Le territoire de l'actuelle département de la Somme fut intégré par les Romains dans la province de la Gaule belgique dont la capitale fut Durocortorum (Reims), sous le règne d'Auguste. Dans le courant du Ier siècle, les Romains fondèrent les premières villes, Samarobriva (Amiens) fut l'une d'entre elles qui était traversé par plusieurs voies romaines dont la plus importante la Via Agrippa de l'Océan reliait Lugdunum (Lyon) à Gesoriacum (Boulogne-sur-Mer).

Bas Empire

À partir du milieu du IIIe siècle, le nord de la Gaule subit des raids de marins saxons et francs. Des invasions de Francs et d'Alamans se produisirent en 275-276. Les élites municipales délaissèrent progressivement les villes et se réfugièrent dans leur villae à la campagne. Les villes réduisirent leur taille et s'entourèrent de remparts comme à Amiens. À la charnière des IIIe et IVe siècles les villes prirent le nom du peuple gaulois dont elles étaient le chef-lieu, ainsi Samarobriva devint Ambianorum.

Début de la christianisation

En mai 346, à Ambianorum (Amiens), un légionnaire romain, Martin, partagea, aux portes de la ville, son manteau avec un pauvre, puis se convertit au christianisme. La région fut évangélisée à cette période et la tradition chrétienne fait de Firmin d'Amiens, Fuscien, Victoric d'Amiens et Gentien de Sains-en-Amiénois (Somme) auraient été les premiers propagateurs les propagateurs de la foi nouvelle. Le premier évêque d'Amiens dont l'existence est historiquement attesté, en 346, fut Euloge.

Anarchie militaire du IVe siècle

En 350, un général romain d'origine barbare, Magnence, né à Amiens en 303, se souleva contre les fils de Constantin, Constant et Constance II. Proclamé Auguste par la troupe, il fut reconnu empereur par la plupart des provinces occidentales de l'empire. Il créa à Amiens un atelier monétaire. Battu militairement, Magnence mourut à Lyon en 353.

En 367, Valentinien Ier s'installa à Amiens et y fit acclamer Auguste, son fils Gratien.

Les invasions barbares

Le territoires des Ambiens fut envahi par des peuples germaniques dont les Francs qui occupent la ville d'Amiens en 435.

Moyen Âge

Haut Moyen Âge

Période mérovingienne

Au Ve siècle, l'histoire d'Amiens entre dans une période obscure faute de sources écrite, mais, à partir du début du VIe siècle, une reconquête chrétienne et une remise en ordre de la région s'effectue à partir d'Amiens.

La ville à l'époque mérovingienne reste enserrée dans les remparts du bas-empire et garde une superficie de 20 ha ce qui en fait la plus étendue des villes de la région devant Boulogne (10 ha) Beauvais (10 ha), Soissons (12 ha), Arras (8,5 ha)...

À l'époque mérovingienne, le développa le culte des martyrs.

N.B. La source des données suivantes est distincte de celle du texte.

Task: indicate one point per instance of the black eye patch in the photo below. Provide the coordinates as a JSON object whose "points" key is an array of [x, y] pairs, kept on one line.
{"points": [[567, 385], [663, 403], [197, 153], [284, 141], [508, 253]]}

À la fin du VIe siècle, l'évêque Sauve d'Amiens aurait fait transférer d'Abladène (aujourd'hui quartier Saint-Acheul) le corps de Firmin d'Amiens dans la cathédrale intra muros. au VIe siècle Grégoire de Tours signala la présence d'un débarcadère pour les bateaux sillonnant la Somme. Un atelier monétaire fonctionna durant les VIe et VIIe siècles.

Depuis le VIIe siècle, au moins, le roi franc était représenté à Amiens par un comte aux pouvoirs étendus. La fondation de l'abbaye de Corbie, en 657, à qui le roi attribua la moitié nord du comté d'Amiens, soustraite à l'autorité du comte, réduisit considérablement sa puissance[8].

Période carolingienne

Bibliothèques d'Amiens Métropole, Enluminure du Psautier de Corbie

En 779, dans un diplôme de Charlemagne accordant aux moines de Saint-Germain-des-Prés, le tonlieu d'Amiens est cité parmi les plus importants du royaume franc.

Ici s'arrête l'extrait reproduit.